Combustibilidade é a capacidade de um material pegar fogo e alimentar as chamas. Madeira é combustível. Tecido é combustível. Gasolina é combustível. O aço não é. O Light Steel Frame (LSF), sistema construtivo industrializado que utiliza perfis de aço galvanizado como estrutura, é classificado como material incombustível, Classe A1 pela norma ASTM E136. Isso significa que ele não inflama, não alimenta o fogo e não produz fumaça tóxica. Em nenhuma circunstância.
Resistência ao fogo, por outro lado, é a capacidade de um elemento construtivo manter sua função estrutural enquanto exposto a temperaturas elevadas por determinado tempo. E aqui, sim, o aço merece atenção, porque ele perde resistência mecânica conforme a temperatura sobe. Mas esse é um problema que a engenharia resolveu com camadas de proteção que fazem parte do próprio sistema.
A analogia mais honesta é esta: avaliar o aço nu exposto ao fogo é como avaliar os vergalhões do concreto armado sem o concreto ao redor. Nenhum sistema construtivo funciona com a estrutura exposta. E no LSF, a proteção já está embutida no projeto.
O que acontece com o aço quando a temperatura sobe
Vamos aos números, porque eles são mais úteis do que opiniões. O comportamento do aço em temperaturas elevadas é amplamente documentado pelo Eurocode 3 (norma europeia, base técnica da brasileira NBR 14323) e os dados são bastante claros.
Até 400°C, o aço mantém 100% da sua resistência ao escoamento. A rigidez começa a cair antes disso, mas a capacidade de suportar carga permanece intacta. A partir de 500°C, a perda se torna relevante: o aço retém cerca de 78% da resistência original. A chamada temperatura crítica, por volta de 550°C, é o ponto em que a resistência cai para aproximadamente metade. E o ponto de fusão? Fica entre 1.425°C e 1.540°C — uma temperatura que incêndios residenciais praticamente nunca atingem.

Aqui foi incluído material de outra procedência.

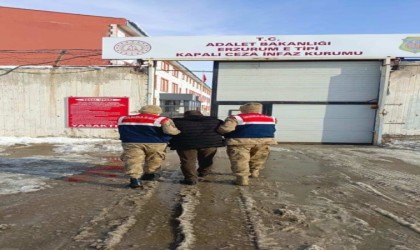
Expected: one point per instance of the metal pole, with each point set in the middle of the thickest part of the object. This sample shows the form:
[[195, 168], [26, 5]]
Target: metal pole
[[150, 82]]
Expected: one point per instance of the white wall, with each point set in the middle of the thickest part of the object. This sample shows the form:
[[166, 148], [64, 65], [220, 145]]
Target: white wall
[[34, 100], [402, 102]]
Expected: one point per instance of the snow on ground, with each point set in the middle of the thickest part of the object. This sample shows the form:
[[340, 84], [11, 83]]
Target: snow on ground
[[28, 174]]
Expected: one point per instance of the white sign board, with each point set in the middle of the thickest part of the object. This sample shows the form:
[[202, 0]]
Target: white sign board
[[265, 47]]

Resistência do Aço por Temperatura (% da resistência original)
| name | Resistência |
|---|---|
| 200°C | 100 |
| 300°C | 100 |
| 400°C | 100 |
| 500°C | 78 |
| 550°C | 50 |
| 600°C | 31 |
Em resumo: o aço não derrete em um incêndio residencial. O que pode acontecer, se a estrutura estiver desprotegida, é a perda progressiva de rigidez e capacidade portante. Mas essa é exatamente a função das camadas de proteção do sistema LSF: impedir que o calor chegue aos perfis de aço antes que o incêndio seja controlado ou que os ocupantes evacuem com segurança.
As camadas que protegem: como o sistema LSF se defende
Quem olha uma parede de Steel Frame vê apenas a superfície lisa do acabamento. Mas por dentro existe uma composição de materiais que funciona como um sistema integrado de proteção contra o fogo. Cada camada tem um papel.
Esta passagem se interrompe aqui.